Indian Energy Security and Biofuel Strategy
Place: India • Dates: 2009-10 • Partner: ADB
Project Summary
The emergence of biofuel energy offers the prospect of significant climate change mitigation, as well as greater energy independence for many countries. At the same time, biofuel represents an unusual precedent in economics, the possibility of substitution between two essential but very different commodities, energy and food. The first characteristic has dramatically heightened interest in biofuel production around the world. Intensified concerns about greenhouse gas stabilization and rapid innovation portend a booming new agribusiness energy industry, with pervasive induced effects on transportation and related sectors.
For lower income countries like India, fossil fuels pose two risks – global warming pollution and price inflation. Alternative energy development can address the former, but only some sources represent appropriate magnitudes to affect the latter. Because India imports over two thirds of its conventional energy fuels, it will remain a price taker in oil markets. Strategies for alternative transport fuel development, such as biodiesel from oil crops, need to be seen in this light. Biofuels have at best uncertain net effects on GHG emissions, and because they recruit (even marginal) agricultural resources, they can offer significant relief against rising conventional energy prices only if the combined direct cost of production and indirect cost of diverted agrifood resources.

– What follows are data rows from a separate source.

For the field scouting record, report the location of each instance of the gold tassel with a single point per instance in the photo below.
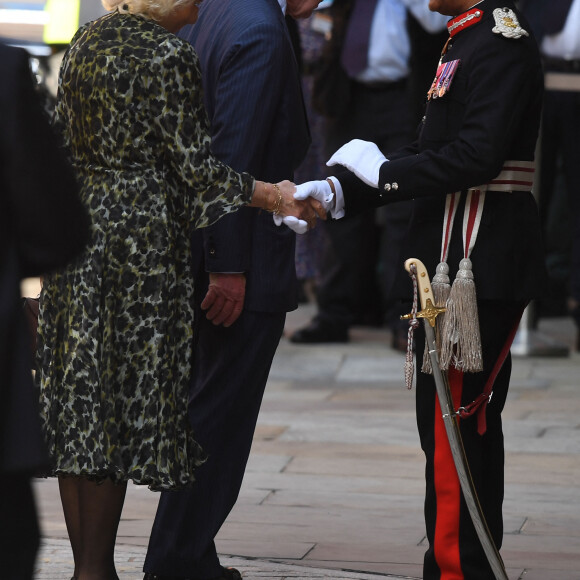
(441, 287)
(461, 341)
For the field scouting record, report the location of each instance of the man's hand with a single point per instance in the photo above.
(306, 210)
(363, 158)
(224, 300)
(318, 190)
(299, 226)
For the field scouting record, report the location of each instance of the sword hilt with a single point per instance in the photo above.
(428, 309)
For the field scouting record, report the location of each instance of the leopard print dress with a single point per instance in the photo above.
(115, 327)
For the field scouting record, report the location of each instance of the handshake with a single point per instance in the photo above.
(316, 198)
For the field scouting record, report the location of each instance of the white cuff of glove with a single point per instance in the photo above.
(363, 158)
(295, 224)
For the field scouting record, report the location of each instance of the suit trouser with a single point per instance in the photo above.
(455, 551)
(231, 367)
(353, 272)
(19, 531)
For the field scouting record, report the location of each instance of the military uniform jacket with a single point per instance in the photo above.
(489, 114)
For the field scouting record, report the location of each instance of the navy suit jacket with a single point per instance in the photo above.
(258, 122)
(42, 226)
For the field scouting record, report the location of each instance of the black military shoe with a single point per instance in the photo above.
(227, 574)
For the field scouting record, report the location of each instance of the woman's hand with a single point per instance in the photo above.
(279, 199)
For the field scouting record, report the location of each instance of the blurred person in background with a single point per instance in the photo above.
(369, 50)
(556, 25)
(115, 327)
(253, 96)
(43, 225)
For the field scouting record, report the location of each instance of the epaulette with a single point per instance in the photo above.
(507, 24)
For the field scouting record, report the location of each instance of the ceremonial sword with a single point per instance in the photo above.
(429, 313)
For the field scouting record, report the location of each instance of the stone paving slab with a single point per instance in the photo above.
(335, 482)
(55, 563)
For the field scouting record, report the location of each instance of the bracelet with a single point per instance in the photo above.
(278, 203)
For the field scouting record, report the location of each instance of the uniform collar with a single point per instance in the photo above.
(465, 20)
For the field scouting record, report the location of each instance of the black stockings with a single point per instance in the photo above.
(92, 513)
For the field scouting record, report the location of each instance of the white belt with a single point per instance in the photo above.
(515, 176)
(562, 82)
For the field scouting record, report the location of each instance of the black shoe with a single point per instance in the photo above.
(227, 574)
(318, 331)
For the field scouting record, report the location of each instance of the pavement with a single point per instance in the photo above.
(334, 486)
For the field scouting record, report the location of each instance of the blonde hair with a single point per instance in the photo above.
(154, 9)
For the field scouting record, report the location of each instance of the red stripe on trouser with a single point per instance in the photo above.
(447, 491)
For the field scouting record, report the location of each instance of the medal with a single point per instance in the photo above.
(443, 79)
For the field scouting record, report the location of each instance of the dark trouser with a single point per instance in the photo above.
(231, 367)
(19, 532)
(355, 273)
(455, 551)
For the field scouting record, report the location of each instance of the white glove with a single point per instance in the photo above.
(363, 158)
(299, 226)
(319, 190)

In this report, we examine the evidence on emerging global energy price trends and assess alternative approaches India might take to the prospect of rising oil prices. In the context of biodiesel, even projects that could displace at 20 percent of domestic diesel supply, and therefore will have limited impact on energy price inflation. To offset this kind of adversity, especially for the poor, we examine two main alternative strategies, promoting energy efficiency and agricultural productivity. The former takes a demand- side management approach to energy scarcity (as well as GHG emissions), and is shown to promote both growth and rising domestic real incomes. The latter strategy aims to offset cost of living risks where the poor are most vulnerable, in agrifood commodities. Here we find that even modest improvements in agrifood productivity can offset adverse livelihoods effects of much higher energy prices, even promoting growth and higher real employment and wages in the process. The main conclusion of this analysis is that the best response to energy price risk, as well as fossil fuel emissions, may be more indirect than domestic fuel substitution. While there single policy can meet all needs for sustainable growth, efficiency and productivity oriented approaches to both energy and food scarcity should be seriously considered.